Then I went out and shoveled the driveway.

I know for a fact that I cleared it way faster with a shovel than I could have with a blower, and it's probably something like 1/10th the work I do every day to ride my bike to work. Our driveway is about 80 feet long. It took I think about 20 minutes to clear.

Date: 2007-02-14 07:29 pm (UTC)
ext_3357: (Default)
From: [identity profile] mrs-sweetpeach.livejournal.com
"I know for a fact that I cleared it way faster with a shovel than I could have with a blower"

This morning I happened to notice that my next door neighbor began blowing snow off his driveway and sidewalks at the same time I began shoveling my way out to the car. He seemed to be struggling to keep the machine from stalling and I saw him futzing with the part the snow comes out of several times. I used [livejournal.com profile] jebra's long-handled grain scoop and cleared off our driveway, walkway, and the sidewalks in the time it took him to do his driveway, a path the width of his snow blower up his walkway, and 3/4 of his sidewalk. I took pity on him and shoveled the remaining quarter. I was in my car and driving to work before he was.

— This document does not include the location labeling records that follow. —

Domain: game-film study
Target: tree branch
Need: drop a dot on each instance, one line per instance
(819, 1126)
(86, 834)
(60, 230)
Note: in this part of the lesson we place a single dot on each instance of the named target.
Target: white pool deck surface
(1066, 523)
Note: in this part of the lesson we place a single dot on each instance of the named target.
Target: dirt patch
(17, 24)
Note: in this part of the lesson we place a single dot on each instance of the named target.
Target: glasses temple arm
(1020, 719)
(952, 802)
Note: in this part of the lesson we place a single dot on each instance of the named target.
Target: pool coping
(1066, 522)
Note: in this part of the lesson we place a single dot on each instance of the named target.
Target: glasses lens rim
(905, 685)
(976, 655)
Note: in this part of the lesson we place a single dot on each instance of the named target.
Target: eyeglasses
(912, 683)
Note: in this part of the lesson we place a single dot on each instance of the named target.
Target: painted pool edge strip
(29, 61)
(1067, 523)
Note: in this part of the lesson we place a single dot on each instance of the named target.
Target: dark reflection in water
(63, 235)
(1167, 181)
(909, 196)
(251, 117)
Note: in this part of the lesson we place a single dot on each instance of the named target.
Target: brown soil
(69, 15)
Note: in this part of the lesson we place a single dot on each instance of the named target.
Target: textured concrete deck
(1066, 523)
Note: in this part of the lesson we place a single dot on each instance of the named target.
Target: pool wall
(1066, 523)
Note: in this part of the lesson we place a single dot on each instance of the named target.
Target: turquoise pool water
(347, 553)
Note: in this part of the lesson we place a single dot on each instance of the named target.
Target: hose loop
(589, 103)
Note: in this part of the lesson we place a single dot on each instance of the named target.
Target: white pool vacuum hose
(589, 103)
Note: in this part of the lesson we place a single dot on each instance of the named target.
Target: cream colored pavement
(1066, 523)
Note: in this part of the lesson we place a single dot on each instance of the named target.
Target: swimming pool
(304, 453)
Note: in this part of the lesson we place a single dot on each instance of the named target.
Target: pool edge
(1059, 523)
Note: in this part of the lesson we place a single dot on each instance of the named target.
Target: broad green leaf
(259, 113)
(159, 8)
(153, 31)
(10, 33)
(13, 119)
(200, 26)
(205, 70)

The other thing I like is that shovels are a lot less noisy.

Not to mention my neighbor looked cold as he struggled with his machine. What with the physical labor of shoveling, I didn't get as cold as he looked.

Date: 2007-02-14 08:08 pm (UTC)
From: [identity profile] johnridley.livejournal.com
If there's < 8 inches of snow or so (almost always around here) I love "dozer" type shovels. These are the kind that start at a very shallow angle then swoop up to past vertical. They're made of slippery plastic. If you push them forward relatively fast, they actually throw the snow in front of them. I shovel a single path the length of the driveway first, then turn around and start back; with each step I start with the shovel to the right, handle in my right hand, and push to the left, swiveling around my left foot, ending with my right hand and shovel extended fully to the left. I do about a 16" width every 3 seconds or so; it only takes maybe 5 minutes to work back down the driveway. Usually I put my starter track on the windward side so most of the piled snow is on the leeward side, to reduce drifting. Today it was a bit deep so I went back over it again, and trimmed up a little on the other side.

My blower actually starts easily and runs fine, but just the act of getting it out of the garage, putting gas in it, getting it started, turning it around, backing it up at the end of runs, and putting it away when done takes half as much time as it took me to do the whole driveway, and it doesn't clear snow much faster than my shovel does even when it's actually moving forward and blowing.